His menus at the resort include dishes such as roasted breadfruit vichysoisse, ackee and plantain gâteaux with Scotch Bonnet foam, and jerk chicken spring rolls wrapped in rice paper with sweet chile/mango dip.

The integrated four course tasting menu with rum pairings, beginning with a light Martini infused with pimento and green tea and moving to a 21 year old reserve comparable to Cognac, illustrates the new Jamaica cuisine he envisions taking local ingredients and traditions upmarket.
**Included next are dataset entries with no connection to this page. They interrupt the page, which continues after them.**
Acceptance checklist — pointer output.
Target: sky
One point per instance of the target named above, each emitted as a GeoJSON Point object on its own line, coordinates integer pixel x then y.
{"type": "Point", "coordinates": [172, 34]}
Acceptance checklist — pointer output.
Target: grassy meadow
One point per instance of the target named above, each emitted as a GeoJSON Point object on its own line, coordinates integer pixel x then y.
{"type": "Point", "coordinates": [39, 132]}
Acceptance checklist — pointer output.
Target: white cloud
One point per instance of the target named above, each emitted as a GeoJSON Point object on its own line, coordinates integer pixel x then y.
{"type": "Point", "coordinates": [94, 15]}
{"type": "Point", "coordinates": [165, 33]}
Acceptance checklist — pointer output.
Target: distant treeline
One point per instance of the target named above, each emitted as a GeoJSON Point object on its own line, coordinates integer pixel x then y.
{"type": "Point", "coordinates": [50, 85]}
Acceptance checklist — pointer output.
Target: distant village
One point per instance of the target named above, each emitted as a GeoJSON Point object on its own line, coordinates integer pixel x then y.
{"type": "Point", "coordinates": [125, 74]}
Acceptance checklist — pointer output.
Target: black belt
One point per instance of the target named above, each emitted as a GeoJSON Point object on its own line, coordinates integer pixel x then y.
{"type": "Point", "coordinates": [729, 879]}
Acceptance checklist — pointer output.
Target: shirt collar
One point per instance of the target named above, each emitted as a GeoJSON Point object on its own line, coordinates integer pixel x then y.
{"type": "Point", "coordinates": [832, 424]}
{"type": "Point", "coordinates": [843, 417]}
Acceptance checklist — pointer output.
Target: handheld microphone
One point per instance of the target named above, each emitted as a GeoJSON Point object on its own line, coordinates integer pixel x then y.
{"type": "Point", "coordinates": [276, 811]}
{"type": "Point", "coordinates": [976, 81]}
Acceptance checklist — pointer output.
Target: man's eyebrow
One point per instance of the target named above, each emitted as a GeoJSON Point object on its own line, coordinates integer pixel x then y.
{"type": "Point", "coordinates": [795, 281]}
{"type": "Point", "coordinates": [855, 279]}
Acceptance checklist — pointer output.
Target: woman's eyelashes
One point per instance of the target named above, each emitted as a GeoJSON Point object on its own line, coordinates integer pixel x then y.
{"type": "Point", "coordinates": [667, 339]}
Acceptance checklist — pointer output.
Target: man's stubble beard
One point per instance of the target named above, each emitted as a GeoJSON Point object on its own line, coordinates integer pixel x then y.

Round Hill Villa Resort Rum Dinner

Oxtail Consommé with Vanilla Royale & Orange Biscotti. "Make a double strength oxtail consommé. Infuse it with a broth of pimento and green tea. Pimento grows wild in Jamaica and we pick the berries and leaves right off the trees, but pimento berries from a gourmet store can be used. The infusion is made by steeping green tea with pimento leaves and berries. Use a sachet, as the flavors can develop quickly. The taste will be slightly bitter and is then balanced with a little cane or simple syrup. Make a classic royale egg custard (without sugar) with egg yolks and vanilla infused half-and-half. Make biscotti with orange zest. To serve, place custard in soup bowls then pour consommé around. Accompany with biscotti. The consommé complements a pimento and green tea Mar­tini, which was developed to showcase the rum. The orange zest picks up citrus notes."

Oven Roasted Ocean Grouper with Seasoned Bammy Chips over Wilted Greens. "Season grouper fillets for 30 minutes with smoked sea salt and fresh black pepper. Wrap fillets with thinly sliced pancetta and slowly roast in the oven at approximately 325 degrees for 20 minutes over a bed of wood chips that have been soaked in water for at least 12 hours. Thinly slice cassava cakes (which can be purchased in speciality stores normally under the name of bammy. If this is not available, you can substitute tortilla chips) on a mandoline and toast to make crisp bammy chips. Flash stir-fry arugula. Marinate Mission figs in hot water with a shot of rum. Serve grouper on a bed of stir-fried arugula accompanied with bammy chips and marinated figs. The marinated figs make the connection to the rum cocktail, which holds a roasted fig infused with rum served with aged Parmesan on the side."

Orange Zest Rubbed Pork Loin "Boston-Style" with Cane Molasses & Angostura Bitters Served with Yuca/Celeriac Puree, Cardamon Caramelized Fennel & Green Bean/Pumpkin/Chayote Slaw. "The reintroduction of jerking on a commercial scale took place in Boston, hence the moniker. Pork has always been the traditional meat for jerking, which consists of rubbing the meat with a blend of Scotch Bonnet or jalapeño peppers, dried pimento berries, cayenne pepper, papaya juice (if you want a wet mix), ground scallions, and ginger. There are many good mixtures that can be purchased either as a wet product or a dried rub. Traditionally, the meat is then cooked in an open pit oven over green pimento wood and covered with leaves and earth. Rub pork loin with jerk seasonings and orange zest; let stand 48 hours. Instead of digging a pit, I roast it in a pizza oven with pimento leaves to simulate the cooking process, which works fine as long as you use a low heat. Serve with a molasses and bitters sauce made with a little chicken stock and butter; a yuca/celeriac puree with nutmeg; and a slaw made with julienned pumpkin, green beans, cha­yote, and red peppers dressed with yogurt, lemon juice, honey, fresh ginger, fresh mint, and olive oil. The orange zest and the bitters in the sauce complement the orange juice and bitters in the rum cocktail."

Molten Chocolate Cake. Pastry chef Paula Reid. "Make a chocolate cake batter using almond flour. Insert a chocolate truffle into the center of each individually sized cake before baking. Bake 20 minutes at 350 degrees. Serve with a rum infused crème anglaise. Flambé with overproof rum. Pair with aged rum."